10.46469/mq.2008.48.4.1

Published: 2008/06/01

Abstract

To what extent did the genetic constitution of human population change in the recent past, and how fast are evolutionary changes proceeding in present-day populations? This review summarizes the available evidence about genetic adaptations that evolved after the dispersal of modern humans from Africa about 50,000 years ago and especially since the Neolithic Revolution and the emergence of the first civilizations. Evidence for recent evolutionary change is obtained from the molecular study of individual genes that have been or are currently under selection, and genomic studies that identify genomic regions under recent or ongoing adaptive evolution.

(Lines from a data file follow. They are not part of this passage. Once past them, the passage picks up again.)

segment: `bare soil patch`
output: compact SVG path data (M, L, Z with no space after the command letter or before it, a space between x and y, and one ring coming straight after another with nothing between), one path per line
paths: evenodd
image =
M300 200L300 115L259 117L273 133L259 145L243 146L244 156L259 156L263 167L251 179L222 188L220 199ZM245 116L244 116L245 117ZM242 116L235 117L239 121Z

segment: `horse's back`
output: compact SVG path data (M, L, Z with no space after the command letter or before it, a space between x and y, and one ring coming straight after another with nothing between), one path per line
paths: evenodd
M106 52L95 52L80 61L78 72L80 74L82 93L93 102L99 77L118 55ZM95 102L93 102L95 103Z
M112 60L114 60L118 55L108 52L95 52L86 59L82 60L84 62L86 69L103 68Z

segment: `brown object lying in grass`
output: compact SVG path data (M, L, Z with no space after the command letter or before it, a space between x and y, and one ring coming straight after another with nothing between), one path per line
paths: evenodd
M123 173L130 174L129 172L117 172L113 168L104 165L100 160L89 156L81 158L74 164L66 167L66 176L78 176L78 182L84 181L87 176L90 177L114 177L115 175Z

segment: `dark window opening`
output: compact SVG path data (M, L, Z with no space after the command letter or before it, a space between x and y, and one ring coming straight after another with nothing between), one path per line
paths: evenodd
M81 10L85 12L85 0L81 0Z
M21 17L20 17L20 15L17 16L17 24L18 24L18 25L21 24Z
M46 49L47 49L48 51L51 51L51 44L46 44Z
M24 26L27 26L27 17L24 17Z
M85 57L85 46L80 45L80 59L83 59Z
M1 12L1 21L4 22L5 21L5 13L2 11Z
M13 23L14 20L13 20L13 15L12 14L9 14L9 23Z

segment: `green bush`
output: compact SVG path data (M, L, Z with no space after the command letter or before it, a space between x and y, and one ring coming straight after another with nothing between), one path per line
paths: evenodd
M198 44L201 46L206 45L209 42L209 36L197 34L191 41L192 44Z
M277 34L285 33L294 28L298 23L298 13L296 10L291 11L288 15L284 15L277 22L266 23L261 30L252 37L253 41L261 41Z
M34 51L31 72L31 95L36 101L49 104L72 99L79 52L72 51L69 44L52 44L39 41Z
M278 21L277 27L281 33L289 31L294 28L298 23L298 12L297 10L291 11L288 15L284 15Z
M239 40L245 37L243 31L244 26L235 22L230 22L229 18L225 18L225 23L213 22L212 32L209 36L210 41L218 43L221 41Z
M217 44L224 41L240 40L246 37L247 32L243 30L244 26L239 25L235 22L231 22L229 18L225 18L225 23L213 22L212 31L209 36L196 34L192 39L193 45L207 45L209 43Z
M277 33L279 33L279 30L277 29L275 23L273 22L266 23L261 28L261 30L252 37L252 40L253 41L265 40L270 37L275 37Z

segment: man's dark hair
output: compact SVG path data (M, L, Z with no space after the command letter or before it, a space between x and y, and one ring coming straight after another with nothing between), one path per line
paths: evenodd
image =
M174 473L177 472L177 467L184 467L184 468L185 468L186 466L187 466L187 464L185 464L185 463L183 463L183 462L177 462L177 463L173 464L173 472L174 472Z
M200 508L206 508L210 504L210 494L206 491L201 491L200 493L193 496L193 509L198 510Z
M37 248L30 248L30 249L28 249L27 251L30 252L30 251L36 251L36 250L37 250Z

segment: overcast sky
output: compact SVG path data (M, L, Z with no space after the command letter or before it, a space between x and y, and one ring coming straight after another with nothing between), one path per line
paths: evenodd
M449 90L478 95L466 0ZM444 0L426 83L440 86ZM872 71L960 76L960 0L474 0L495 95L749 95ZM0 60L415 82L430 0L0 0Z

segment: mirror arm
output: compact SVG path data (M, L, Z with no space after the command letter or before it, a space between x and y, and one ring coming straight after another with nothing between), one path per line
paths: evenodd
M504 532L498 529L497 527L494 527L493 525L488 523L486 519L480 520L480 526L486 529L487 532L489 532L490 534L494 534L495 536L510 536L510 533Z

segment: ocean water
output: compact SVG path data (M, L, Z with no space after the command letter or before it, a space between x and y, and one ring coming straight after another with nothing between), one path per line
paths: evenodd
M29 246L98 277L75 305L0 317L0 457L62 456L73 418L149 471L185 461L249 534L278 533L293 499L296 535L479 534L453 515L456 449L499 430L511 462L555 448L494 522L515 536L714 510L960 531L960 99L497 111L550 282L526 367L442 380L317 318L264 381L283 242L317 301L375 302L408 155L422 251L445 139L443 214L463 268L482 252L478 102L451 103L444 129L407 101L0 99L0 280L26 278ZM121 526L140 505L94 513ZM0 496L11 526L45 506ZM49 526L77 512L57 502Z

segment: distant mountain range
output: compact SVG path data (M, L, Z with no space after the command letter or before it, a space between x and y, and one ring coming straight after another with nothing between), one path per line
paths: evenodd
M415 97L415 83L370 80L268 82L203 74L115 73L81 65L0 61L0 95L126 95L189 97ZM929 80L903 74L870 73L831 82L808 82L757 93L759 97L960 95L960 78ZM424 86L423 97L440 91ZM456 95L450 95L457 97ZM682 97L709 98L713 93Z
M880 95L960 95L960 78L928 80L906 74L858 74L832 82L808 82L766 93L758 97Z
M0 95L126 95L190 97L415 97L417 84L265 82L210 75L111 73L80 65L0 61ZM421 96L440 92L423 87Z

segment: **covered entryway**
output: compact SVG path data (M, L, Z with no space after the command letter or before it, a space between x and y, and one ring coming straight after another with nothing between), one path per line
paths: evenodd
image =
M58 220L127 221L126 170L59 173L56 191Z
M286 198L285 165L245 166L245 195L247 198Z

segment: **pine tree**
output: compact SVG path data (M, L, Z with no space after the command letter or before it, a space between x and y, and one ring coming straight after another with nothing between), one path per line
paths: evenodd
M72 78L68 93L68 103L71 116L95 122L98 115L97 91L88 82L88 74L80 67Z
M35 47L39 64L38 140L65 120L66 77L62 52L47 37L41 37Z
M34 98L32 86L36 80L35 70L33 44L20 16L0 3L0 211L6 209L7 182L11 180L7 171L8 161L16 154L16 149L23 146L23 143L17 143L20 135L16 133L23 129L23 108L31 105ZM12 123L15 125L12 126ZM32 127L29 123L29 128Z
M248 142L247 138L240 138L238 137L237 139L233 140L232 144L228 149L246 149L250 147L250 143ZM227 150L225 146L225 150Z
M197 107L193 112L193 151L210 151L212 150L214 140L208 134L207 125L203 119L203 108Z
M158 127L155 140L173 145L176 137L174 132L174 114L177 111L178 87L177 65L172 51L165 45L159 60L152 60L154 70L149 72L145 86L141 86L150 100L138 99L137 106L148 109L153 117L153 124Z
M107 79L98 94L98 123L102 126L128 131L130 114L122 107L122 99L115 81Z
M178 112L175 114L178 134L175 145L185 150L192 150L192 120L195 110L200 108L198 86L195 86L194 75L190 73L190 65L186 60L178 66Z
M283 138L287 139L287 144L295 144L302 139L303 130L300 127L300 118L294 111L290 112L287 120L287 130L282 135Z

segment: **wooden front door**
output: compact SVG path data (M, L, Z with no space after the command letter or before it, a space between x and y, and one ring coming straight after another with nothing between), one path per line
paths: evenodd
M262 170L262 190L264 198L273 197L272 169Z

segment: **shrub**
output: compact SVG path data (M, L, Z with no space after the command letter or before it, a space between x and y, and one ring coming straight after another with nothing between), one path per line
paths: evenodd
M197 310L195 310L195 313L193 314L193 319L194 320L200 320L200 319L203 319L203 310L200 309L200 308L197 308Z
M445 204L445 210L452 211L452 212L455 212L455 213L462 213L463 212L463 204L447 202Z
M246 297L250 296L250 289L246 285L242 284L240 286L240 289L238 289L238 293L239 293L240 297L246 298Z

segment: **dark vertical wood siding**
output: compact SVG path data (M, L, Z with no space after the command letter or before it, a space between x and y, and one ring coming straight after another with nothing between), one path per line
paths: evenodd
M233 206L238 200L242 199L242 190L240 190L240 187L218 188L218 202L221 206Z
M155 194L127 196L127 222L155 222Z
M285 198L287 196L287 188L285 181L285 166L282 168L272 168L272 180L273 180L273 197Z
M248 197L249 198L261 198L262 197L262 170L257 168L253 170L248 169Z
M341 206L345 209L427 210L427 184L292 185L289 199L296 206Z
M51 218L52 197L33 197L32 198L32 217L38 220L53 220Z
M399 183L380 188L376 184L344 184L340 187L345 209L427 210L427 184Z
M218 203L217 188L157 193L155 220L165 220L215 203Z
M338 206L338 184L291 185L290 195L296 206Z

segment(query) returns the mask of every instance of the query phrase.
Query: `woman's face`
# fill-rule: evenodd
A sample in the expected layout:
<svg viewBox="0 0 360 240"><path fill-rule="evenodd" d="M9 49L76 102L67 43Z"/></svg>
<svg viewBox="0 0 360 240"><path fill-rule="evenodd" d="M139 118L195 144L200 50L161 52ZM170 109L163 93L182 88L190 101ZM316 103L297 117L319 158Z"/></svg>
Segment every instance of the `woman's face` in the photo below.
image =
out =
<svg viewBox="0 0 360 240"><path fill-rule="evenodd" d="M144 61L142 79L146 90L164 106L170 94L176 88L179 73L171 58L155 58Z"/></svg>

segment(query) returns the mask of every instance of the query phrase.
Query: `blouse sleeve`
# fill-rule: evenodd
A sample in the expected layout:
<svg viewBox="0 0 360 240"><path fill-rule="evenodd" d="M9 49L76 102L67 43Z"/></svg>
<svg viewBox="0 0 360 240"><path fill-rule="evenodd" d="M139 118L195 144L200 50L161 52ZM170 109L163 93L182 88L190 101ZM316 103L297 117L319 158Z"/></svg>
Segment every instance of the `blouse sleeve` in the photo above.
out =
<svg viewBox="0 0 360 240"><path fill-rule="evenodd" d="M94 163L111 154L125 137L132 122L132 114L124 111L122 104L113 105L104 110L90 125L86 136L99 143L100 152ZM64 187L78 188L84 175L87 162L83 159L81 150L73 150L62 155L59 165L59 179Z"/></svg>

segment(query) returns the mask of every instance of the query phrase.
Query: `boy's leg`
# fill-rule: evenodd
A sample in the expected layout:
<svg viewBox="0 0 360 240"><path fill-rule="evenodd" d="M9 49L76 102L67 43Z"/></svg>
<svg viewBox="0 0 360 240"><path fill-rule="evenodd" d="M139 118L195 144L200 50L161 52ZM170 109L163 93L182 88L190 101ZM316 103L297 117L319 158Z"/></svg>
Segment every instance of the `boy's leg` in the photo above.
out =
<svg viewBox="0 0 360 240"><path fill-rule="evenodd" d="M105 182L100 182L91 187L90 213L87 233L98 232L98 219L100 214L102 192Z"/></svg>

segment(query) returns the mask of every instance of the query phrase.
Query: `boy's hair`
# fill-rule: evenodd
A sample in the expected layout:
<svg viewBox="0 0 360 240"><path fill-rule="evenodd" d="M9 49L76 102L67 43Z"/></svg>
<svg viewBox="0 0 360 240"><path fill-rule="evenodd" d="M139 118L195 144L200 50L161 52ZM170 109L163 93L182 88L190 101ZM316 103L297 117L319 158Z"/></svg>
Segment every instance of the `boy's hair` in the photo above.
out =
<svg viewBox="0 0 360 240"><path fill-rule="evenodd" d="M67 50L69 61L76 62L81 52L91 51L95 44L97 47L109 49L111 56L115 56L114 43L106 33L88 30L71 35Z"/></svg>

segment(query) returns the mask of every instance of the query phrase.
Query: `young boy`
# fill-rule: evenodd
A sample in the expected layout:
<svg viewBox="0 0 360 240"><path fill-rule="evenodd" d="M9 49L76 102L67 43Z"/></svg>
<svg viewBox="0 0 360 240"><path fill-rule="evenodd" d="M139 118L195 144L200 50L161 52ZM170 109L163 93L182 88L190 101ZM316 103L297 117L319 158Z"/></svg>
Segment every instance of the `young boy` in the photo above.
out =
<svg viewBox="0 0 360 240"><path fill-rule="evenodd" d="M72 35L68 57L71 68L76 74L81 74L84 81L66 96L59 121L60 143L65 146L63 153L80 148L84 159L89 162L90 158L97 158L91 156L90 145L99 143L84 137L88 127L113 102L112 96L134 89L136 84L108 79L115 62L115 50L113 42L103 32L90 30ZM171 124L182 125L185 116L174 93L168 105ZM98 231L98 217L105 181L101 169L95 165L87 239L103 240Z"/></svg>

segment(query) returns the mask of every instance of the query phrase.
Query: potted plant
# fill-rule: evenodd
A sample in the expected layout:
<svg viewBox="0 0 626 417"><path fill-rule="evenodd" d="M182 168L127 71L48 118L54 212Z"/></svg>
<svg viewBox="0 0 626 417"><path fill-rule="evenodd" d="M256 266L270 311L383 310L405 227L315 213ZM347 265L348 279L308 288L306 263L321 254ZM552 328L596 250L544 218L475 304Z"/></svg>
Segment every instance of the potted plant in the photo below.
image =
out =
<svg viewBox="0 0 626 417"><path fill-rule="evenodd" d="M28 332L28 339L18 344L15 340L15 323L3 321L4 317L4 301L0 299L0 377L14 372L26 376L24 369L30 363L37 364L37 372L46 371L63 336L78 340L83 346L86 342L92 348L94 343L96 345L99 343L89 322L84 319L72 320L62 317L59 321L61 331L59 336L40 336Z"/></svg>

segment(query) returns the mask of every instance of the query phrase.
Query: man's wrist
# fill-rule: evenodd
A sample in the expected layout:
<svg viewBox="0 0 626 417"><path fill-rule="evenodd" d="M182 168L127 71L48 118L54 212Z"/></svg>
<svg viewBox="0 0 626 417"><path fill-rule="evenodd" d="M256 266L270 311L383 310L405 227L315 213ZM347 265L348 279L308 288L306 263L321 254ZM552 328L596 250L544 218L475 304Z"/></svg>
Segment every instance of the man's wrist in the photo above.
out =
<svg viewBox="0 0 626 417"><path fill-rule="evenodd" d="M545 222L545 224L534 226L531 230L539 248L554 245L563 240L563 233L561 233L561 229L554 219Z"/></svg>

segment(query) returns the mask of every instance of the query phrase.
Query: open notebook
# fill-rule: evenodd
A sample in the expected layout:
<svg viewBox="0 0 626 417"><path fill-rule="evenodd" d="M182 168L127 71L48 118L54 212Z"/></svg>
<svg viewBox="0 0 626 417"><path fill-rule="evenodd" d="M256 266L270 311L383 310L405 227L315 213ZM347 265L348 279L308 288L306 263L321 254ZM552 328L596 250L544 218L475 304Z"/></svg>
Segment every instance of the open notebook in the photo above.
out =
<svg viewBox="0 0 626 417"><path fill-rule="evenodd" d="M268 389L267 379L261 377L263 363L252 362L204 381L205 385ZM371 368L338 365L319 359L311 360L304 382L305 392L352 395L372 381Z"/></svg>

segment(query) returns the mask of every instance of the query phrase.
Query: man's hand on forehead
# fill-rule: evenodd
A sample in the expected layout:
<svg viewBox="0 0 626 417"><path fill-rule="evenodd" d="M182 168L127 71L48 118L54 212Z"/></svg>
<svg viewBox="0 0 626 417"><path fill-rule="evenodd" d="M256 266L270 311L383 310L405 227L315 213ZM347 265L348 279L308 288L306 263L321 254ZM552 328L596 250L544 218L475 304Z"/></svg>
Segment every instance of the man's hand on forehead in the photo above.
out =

The molecular evidence is complemented by archaeological evidence about population dispersals and prehistoric living conditions, and by evidence from historical demography about differential fertility and mortality in historic populations. The conclusion is that evidence for recent adaptive evolution is overwhelming, in many cases at the level of individual genes. There is also evidence that in many cases the selection of adaptive traits occurred in recent historic times. These adaptations evolved in response to climatic conditions, the nutritional changes brought about by the introduction of settled farming, exposure to new diseases, and the social conditions of civilized life. There is evidence that compared to earlier times, human adaptive evolution has accelerated massively since the Neolithic Revolution, possibly by a factor of about 100. Because historic and evolutionary time scales overlap, gene-culture coevolution is emerging as a major unifying theme in anthropological research.